12.7 The Corporation makes no representation or warranty as to the future Market Price of the Shares or with respect to any income tax matters affecting the Optionee resulting from the grant or exercise of an Option and/or transactions in the Shares. Neither the Corporation, nor any of its directors, officers, employees, Shareholders or agents will be liable for anything done or omitted to be done by such person or any other person with respect to the price, time, quantity, approvals or other conditions and circumstances of the issuance of Shares under this Plan, with respect to any fluctuations in the market price of Shares or in any other manner related to this Plan.
12.8 Optionees (and their legal personal representatives) have no legal or equitable rights, claims, or interest in any specific property or assets of the Corporation or any Affiliate. No assets of the Corporation or any Affiliate will be held in any way as collateral security for the fulfillment of the obligations of the Corporation under this Plan. Any and all of the Corporation’s or any Affiliate’s assets are, and remain, the general unpledged, unrestricted assets of the Corporation or Affiliate.

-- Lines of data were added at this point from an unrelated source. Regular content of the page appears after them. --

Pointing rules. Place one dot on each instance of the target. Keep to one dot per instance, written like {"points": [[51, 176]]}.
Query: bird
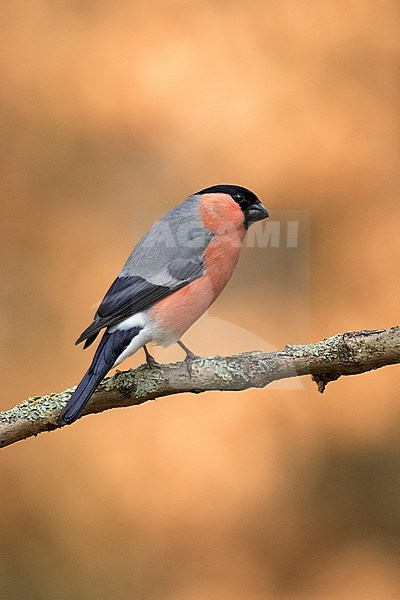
{"points": [[172, 276]]}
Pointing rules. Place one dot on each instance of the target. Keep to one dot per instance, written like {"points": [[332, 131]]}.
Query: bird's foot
{"points": [[150, 360], [190, 357]]}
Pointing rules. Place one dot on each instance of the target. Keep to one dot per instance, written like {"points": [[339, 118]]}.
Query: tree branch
{"points": [[348, 353]]}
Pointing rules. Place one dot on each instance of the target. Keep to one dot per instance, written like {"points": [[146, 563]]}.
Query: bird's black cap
{"points": [[251, 206], [241, 195]]}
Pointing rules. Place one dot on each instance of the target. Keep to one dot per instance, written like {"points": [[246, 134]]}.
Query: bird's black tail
{"points": [[110, 348]]}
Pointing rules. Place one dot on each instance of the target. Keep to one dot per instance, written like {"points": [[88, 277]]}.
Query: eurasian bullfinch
{"points": [[170, 279]]}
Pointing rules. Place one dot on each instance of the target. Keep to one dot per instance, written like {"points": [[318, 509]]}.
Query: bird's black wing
{"points": [[131, 294]]}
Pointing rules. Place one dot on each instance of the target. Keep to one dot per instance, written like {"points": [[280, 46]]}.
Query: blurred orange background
{"points": [[111, 113]]}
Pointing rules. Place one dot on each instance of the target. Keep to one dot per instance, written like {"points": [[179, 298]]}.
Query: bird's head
{"points": [[250, 205]]}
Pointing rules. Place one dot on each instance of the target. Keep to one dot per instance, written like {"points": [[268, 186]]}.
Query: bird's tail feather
{"points": [[110, 348]]}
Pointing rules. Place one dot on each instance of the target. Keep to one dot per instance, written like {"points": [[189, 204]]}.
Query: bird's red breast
{"points": [[176, 313]]}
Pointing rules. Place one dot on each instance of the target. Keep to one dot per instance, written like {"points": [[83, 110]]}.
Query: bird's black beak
{"points": [[257, 212]]}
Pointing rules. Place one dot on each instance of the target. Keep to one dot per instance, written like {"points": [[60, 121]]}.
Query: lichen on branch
{"points": [[349, 353]]}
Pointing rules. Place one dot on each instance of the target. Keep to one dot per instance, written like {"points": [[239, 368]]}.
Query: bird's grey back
{"points": [[177, 239]]}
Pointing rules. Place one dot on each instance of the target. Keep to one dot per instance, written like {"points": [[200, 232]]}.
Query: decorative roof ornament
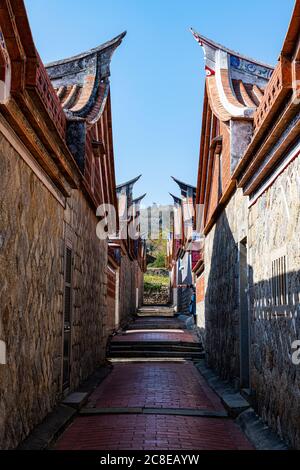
{"points": [[82, 81], [138, 200], [186, 189], [177, 200], [235, 83]]}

The Corporation’s obligation under this Plan is merely that of an unfunded and unsecured promise of the Corporation to pay money in the future, and the rights of Optionees (and their legal personal representatives) are no greater than those of unsecured general creditors.

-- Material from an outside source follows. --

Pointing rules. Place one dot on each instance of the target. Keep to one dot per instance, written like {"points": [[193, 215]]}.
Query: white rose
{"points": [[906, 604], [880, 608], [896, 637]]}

12.9 The existence of any Options shall not affect in any way the right or power of the Corporation or its shareholders to make or authorize any adjustment, recapitalization, reorganization or other change in the Corporation’s capital structure or its business, or any amalgamation, combination, merger or consolidation involving the Corporation or to create or issue any bonds, debentures, shares or other securities of the Corporation or the rights and conditions attaching thereto or to affect the dissolution or liquidation of the Corporation or any sale or transfer of all or any part of its assets or business, or any other corporate act or proceeding, whether of a similar nature or otherwise.

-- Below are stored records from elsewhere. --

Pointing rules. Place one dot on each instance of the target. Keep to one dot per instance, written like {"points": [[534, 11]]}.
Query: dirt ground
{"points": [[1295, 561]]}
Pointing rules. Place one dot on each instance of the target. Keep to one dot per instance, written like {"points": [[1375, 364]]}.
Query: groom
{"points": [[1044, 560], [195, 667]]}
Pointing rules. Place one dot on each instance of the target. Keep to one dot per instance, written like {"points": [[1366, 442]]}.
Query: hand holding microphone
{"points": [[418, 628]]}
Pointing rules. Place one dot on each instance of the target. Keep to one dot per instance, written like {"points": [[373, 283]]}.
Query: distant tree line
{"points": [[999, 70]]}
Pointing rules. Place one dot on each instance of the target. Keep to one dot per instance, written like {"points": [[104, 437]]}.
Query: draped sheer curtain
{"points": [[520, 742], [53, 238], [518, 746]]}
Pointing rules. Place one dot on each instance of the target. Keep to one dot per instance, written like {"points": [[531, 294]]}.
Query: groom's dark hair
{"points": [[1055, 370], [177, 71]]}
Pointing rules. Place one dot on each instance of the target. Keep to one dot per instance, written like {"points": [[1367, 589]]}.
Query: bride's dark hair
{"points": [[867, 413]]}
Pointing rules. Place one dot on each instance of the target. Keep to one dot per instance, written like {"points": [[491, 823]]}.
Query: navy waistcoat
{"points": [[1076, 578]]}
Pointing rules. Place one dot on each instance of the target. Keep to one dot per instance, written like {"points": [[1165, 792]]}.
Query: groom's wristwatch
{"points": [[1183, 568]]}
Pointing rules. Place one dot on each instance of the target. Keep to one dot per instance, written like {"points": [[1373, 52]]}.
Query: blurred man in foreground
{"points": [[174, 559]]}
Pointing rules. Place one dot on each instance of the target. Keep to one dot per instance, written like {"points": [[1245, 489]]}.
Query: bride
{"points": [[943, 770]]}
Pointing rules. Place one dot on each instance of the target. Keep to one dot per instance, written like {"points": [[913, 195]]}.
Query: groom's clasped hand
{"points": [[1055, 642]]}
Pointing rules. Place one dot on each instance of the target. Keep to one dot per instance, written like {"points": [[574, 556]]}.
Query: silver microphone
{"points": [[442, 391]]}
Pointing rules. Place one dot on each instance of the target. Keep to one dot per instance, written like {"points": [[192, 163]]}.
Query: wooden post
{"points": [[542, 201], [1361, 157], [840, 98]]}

12.10 For greater clarity, no amount will be paid to, or in respect of, an Optionee under this Plan or pursuant to any other arrangement, and no additional Options will be granted to such Optionee to compensate for a downward fluctuation in the price of the Shares, nor will any other form of benefit be conferred upon, or in respect of, an Optionee for such purpose.
12.11 In the event that an Option is granted or an Option agreement is executed which does not conform in all particulars with the provisions of the Plan, or purports to grant Options on terms different from those set out in the Plan, the Option or the grant of such Option shall not be in any way void or invalidated (unless the terms of the Option would trigger shareholder approval under Section 9.1(c)), but the Option so granted will be adjusted to become, in all respects, in conformity with the Plan.
12.12 The invalidity or unenforceability of any provision of the Plan shall not affect the validity or enforceability of any other provision and any invalid or unenforceable provision shall be severed from the Plan.
12.13 The Plan and all matters to which reference is made herein shall be governed by and interpreted in accordance with the laws of the Province of Ontario and the laws of Canada applicable therein.